N oi bradipi che ancora non capiamo perché Santa Teresa di Gallura si sia amputata il “di”, possiamo solo rallegrarci per Cervinia che ieri ha rinunciato a ribattezzarsi Le Breuil. Intanto perché la faccenda era complicata. Se n’è parlato in questi giorni ma il provvedimento era di mesi fa; la nuova sindaca ha protestato col presidente della Regione (che però aveva solo controfirmato una delibera comunale) ma ai tempi in giunta c’era anche lei; e infine la delibera era giusto una presa d’atto dei risultati di una ricerca toponomastica avviata nel 2011.

A parte il fatto che bastavano due minuti in rete per scoprire che Cervinia fu chiamata così dal fascismo (sarà stato questo il problema, novant’anni dopo?
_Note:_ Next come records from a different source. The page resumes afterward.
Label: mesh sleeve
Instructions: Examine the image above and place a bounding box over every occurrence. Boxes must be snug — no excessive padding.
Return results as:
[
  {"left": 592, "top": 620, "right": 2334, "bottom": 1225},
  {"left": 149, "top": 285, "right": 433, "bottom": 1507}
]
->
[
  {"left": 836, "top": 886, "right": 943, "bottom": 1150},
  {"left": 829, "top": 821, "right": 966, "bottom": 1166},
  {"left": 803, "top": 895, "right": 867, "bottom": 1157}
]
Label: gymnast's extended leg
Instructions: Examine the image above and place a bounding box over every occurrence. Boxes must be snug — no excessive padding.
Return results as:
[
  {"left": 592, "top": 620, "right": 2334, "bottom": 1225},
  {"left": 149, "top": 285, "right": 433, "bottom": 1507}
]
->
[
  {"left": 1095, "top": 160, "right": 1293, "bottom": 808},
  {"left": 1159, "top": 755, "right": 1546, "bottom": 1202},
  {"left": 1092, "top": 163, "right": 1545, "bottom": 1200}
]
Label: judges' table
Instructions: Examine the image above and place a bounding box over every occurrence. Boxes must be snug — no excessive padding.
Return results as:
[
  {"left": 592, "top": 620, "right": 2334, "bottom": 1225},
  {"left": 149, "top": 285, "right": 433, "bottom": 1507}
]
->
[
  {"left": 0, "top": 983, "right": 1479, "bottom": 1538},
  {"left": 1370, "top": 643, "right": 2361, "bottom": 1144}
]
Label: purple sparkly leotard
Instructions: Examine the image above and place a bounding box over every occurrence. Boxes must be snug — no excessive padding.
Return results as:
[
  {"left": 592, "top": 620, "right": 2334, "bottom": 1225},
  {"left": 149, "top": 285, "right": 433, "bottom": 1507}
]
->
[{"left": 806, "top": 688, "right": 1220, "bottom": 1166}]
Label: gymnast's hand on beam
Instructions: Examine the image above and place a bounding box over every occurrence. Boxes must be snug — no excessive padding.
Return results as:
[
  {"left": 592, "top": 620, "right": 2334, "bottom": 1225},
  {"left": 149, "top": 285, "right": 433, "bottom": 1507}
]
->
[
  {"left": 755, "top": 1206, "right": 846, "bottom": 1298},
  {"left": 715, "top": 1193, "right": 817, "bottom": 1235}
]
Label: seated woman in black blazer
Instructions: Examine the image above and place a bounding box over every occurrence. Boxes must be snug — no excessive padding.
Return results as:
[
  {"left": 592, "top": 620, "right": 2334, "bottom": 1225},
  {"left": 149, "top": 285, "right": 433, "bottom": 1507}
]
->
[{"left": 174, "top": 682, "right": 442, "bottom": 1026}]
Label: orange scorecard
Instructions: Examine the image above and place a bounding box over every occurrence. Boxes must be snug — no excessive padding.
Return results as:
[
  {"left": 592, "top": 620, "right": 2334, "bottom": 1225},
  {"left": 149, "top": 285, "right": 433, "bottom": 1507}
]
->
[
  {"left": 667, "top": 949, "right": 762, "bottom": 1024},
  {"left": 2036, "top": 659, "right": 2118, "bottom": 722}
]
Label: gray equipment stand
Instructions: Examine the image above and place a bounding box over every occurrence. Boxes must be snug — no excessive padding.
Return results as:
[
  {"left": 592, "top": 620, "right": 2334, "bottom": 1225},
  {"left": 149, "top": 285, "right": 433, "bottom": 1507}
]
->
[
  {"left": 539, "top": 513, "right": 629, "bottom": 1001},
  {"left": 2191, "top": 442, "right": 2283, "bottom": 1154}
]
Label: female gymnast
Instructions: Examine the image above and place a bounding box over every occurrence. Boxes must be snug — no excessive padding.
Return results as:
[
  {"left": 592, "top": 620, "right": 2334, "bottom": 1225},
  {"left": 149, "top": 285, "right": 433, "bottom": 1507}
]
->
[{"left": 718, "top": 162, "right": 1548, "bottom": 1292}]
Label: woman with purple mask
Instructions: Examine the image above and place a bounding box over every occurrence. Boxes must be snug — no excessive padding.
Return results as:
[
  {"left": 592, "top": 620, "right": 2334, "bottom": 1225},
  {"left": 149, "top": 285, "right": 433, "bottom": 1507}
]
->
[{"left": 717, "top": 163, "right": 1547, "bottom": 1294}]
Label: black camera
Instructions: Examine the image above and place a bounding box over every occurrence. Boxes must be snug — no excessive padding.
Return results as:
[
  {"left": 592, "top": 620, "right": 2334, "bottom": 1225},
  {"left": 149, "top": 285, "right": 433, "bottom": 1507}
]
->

Manco l’avessero chiamata Manganellia), e che magari sul cambio di nome si potevano interpellare i residenti (sono 700, bastava una chat su whatsapp), in ogni caso la retromarcia è un sollievo. Non solo per la nostra memoria in affanno, ma proprio per un fatto di identità: piaccia o no, quella ormai è Cervinia. Quel posto da decenni non ha una fisionomia rurale-alpigiana ma una sciistica-glamour perfettamente espressa da quel nome, peraltro proficuamente trasformato in un brand. Dice: ma la storia? Appunto: la storia ci dice chi eravamo e come siamo cambiati, non chi dobbiamo essere. La storia non è una lapide, è uno specchio.